I recently attended a meeting where a representative from Charity: Water presented. Their goal, like UNICEF’s Tap Project and Water Aid in the U.K. is to raise funds to address the world’s shortage of available clean drinking water. They tend to focus more on drilling wells, than on sanitation.
Their presentation was great and should be a model for other charities. Their growth has been meteoric, successfully raising more funds, and completing more projects year after year, even through the financial crisis. They are being more successful in my opinion for a number of reasons:
First, they have choosen a worldwide problem that if solved would have geometric consequences. People cannot survive without water, so it is a first tier problem. In some cases, children and their mothers travel many miles to obtain clean water. Lack of clean water causes multiple health problems which impact families and communities. Time spent obtaining water is time lost on education or other productive work.
Second, they only have one issue: clean water for human consumption. They have one brand and stick to it.
Third, clean drinking water is a problem that could be readily solved on a near permanent basis with very little resources. For instance, it costs only $500 to drill a well which will provide water for a small community. It is a one time cost, which will last many years, with minimal maintenance.
Fourth, they engage the local community in well creation and maintenance, encouraging local buy-in and skin-in-the-game. They understand sustainability.
Fifth, they target only a few countries at a time so that their resources and efforts are not spread thin and timely completion is assured.
Sixth, they use GIS to map and video each well drilled to verify for each donor where their contribution has been spent. They understand audit; what charities refer to as monitoring and evaluation.
Seventh, they revisit where they previously drilled to be sure the wells are still functioning and that the community is active in maintenance. They can then report to their contributor to demonstrate the long term viability of their contribution. Again they understand sustainability and audit.
Eighth, they have a distinctive business model. 100% of public donations go the projects. The organization’s operating costs are funded separately by large donors.
Ninth, they are internet savvy.
The approach they have taken is a business approach. The Bill and Melinda Gates Foundation has a similar approach to health issues, albeit it has the advantage of being a foundation (with massive resources), rather than a public charity. Nonetheless, Gates’ focuses on health problems that have worldwide geometric consequences that can be substantially solved long term, within a few years, for relatively little money. There is nothing wrong with picking low hanging fruit first.
Many charities and foundations are interested in developed country issues, even in emerging countries without basic resources. Sometimes basic resources are not a sexy issue; they are harder to raise money for in developed countries. Museums that get money to construct a new wing, when they don’t have enough funds to maintain their art, is a classic example in the developed world. In the emerging world provision of basic resources should be the responsibility of foreign governments that may be failed or corrupt states.
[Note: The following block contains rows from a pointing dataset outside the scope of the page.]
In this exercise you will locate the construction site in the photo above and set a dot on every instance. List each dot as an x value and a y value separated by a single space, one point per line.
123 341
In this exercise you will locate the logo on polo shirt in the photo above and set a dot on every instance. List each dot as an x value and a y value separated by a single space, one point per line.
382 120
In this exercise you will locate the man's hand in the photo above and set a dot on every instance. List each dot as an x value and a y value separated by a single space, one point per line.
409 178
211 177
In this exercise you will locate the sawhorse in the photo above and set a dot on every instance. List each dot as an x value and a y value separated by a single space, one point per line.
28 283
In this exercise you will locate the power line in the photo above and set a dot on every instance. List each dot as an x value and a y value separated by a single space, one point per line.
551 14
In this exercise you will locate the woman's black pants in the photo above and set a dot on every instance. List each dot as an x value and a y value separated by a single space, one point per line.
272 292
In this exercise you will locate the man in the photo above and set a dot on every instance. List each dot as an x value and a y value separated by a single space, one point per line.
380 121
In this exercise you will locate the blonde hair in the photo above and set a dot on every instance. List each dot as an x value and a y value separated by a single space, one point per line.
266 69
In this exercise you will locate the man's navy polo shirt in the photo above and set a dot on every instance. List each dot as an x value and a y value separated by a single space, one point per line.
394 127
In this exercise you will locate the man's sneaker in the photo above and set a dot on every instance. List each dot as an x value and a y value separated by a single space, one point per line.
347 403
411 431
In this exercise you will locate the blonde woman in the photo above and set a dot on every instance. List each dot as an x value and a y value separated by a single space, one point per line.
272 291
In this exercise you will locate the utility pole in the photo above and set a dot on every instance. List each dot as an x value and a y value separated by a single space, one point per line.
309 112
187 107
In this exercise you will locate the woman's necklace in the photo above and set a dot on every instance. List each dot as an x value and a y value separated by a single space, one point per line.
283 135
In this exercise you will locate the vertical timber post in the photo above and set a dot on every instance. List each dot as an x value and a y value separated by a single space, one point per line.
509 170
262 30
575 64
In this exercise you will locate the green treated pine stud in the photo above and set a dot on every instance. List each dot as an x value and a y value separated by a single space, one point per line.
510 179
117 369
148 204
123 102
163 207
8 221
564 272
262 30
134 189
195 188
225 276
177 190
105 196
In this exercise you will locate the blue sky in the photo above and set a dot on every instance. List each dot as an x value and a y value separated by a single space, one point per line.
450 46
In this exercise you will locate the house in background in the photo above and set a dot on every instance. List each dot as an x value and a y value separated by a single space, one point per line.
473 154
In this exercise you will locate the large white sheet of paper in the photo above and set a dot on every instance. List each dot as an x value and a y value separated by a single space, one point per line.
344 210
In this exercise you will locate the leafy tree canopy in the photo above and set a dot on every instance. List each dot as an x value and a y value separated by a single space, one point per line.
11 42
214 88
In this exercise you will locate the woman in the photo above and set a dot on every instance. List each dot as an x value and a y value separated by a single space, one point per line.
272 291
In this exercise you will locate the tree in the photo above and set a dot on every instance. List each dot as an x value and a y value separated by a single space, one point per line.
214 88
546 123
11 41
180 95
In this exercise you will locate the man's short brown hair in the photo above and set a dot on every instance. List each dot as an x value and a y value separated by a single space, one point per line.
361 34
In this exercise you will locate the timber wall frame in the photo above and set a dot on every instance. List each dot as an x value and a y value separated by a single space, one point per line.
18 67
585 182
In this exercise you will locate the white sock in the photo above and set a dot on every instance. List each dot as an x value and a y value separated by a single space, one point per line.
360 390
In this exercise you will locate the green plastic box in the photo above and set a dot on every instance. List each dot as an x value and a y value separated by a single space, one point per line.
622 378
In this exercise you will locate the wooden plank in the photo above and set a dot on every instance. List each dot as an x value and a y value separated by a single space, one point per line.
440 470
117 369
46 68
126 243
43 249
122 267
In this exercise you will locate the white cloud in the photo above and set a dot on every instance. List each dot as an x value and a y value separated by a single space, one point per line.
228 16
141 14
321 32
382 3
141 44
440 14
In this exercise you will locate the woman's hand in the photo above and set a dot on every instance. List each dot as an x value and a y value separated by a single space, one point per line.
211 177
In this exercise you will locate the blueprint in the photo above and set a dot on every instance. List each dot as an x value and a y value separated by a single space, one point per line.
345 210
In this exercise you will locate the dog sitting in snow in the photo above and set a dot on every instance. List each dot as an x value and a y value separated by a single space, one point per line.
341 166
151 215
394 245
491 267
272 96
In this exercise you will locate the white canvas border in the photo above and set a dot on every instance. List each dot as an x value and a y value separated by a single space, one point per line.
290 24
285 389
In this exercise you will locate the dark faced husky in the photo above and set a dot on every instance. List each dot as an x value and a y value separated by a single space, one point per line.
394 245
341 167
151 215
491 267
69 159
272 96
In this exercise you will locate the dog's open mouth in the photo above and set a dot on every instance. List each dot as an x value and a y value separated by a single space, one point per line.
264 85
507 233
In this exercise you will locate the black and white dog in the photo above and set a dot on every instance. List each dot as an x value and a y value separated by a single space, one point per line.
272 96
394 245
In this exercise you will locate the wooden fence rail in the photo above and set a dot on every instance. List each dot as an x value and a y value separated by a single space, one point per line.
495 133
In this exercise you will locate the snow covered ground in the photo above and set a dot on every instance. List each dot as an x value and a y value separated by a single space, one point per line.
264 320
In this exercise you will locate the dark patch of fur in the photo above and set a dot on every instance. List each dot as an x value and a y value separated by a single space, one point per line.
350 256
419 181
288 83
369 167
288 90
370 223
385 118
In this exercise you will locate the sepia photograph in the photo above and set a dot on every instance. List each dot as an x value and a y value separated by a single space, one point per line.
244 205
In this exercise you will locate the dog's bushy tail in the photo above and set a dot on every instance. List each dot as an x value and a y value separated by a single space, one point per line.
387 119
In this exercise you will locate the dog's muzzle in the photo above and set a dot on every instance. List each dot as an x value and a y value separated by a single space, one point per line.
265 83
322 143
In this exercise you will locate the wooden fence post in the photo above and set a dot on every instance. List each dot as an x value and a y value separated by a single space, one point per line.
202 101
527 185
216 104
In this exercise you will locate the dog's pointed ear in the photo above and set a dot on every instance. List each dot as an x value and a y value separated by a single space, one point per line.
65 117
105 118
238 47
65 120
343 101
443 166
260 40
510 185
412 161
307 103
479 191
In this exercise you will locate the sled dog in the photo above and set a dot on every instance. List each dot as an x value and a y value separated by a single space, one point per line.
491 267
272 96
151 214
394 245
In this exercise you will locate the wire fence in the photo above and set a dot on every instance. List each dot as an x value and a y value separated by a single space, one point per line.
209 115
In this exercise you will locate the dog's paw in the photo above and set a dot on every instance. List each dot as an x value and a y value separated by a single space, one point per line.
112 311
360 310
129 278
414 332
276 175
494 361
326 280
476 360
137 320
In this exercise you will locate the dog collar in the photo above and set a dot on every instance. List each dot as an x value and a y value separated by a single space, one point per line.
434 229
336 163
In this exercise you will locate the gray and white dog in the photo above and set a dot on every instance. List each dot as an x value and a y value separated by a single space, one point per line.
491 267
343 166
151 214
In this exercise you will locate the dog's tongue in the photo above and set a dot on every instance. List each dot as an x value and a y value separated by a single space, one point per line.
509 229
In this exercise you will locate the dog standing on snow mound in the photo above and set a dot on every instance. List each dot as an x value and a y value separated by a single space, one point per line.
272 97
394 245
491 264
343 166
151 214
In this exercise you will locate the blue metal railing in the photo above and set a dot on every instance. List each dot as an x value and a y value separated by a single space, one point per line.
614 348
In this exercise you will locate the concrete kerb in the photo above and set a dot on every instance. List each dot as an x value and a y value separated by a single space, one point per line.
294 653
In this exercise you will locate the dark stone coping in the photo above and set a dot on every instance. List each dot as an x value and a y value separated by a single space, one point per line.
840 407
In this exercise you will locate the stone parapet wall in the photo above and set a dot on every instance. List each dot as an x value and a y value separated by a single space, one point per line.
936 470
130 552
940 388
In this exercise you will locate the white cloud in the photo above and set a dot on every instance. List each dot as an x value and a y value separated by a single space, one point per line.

There is reluctance by donors to be their surrogates.
Some at the conference were from Haiti and Nepal. They were trying to raise funds for their issues. Charities mostly raise funds from individual donations, not from foundations or even government grants. Having an internet presence is important if you are to raise funds. Assuming cross-border fundraising legal issues would not be an issue, internet fundraising is difficult in many countries such as Haiti or Nepal because they have erratic or non-existant electricity to support a continued internet presence. Charity to purchase and maintain electrical generators might prove more useful in the short run than the cause they are trying to promote. For this type of charity, public/private collaboration is likely a necessity, as would be the case for transportation infrastructure. This type of charity is at the other end of the spectrum from the Charity: Water model, as it is larger scale. It is similar to Charity:Water in its geometric implications.
Most international charitable giving is focused on health, education and the environment. Human rights issues and the like are worthwhile endeavors but are hard to solve and in my estimation should be a lower priority, as they are in fact. Charity: Water is just a fundraiser, as are many charities in the international sector. They subcontract the actual work through local grants. Given a limited pool of funds, like other charities, their fundraising approach is siloed. Their cause would be better served if all charities focused on clean water collaborated. They could also collectively finish off one country at a time, until the whole world problem is substantially solved. This would bring scale and more efficiency. I think they and other follow-on development charities would also benefit by vertical collaboration. They should baseline the opportunity cost of not having ready clean water before a project starts. Knowing what the local community would otherwise be doing, or could do, if water was readily available would present the opportunity to engage the next development charity. For instance, if the village did not have adequate education, then educational development could follow solution of the water problem, as children would have more time. The follow-on development charity should also be a specialist in that region for that one problem.
Charities are finding it difficult to raise funds, and their models are having to evolve as donors require more of them. Charity: Water is not a template for all, but it presents a different model that would work for small to medium size charities. I suspect that the model becomes more difficult with a large organization. Charity: Water already has a fairly substantial headcount relative to its size, so it may have to evolve as well.
Disclaimer: I do not work for, raise funds for, or receive any benefit from Charity: Water. I have no conflict of interest. I do fully support solving the world’s clean water issue and I like their approach.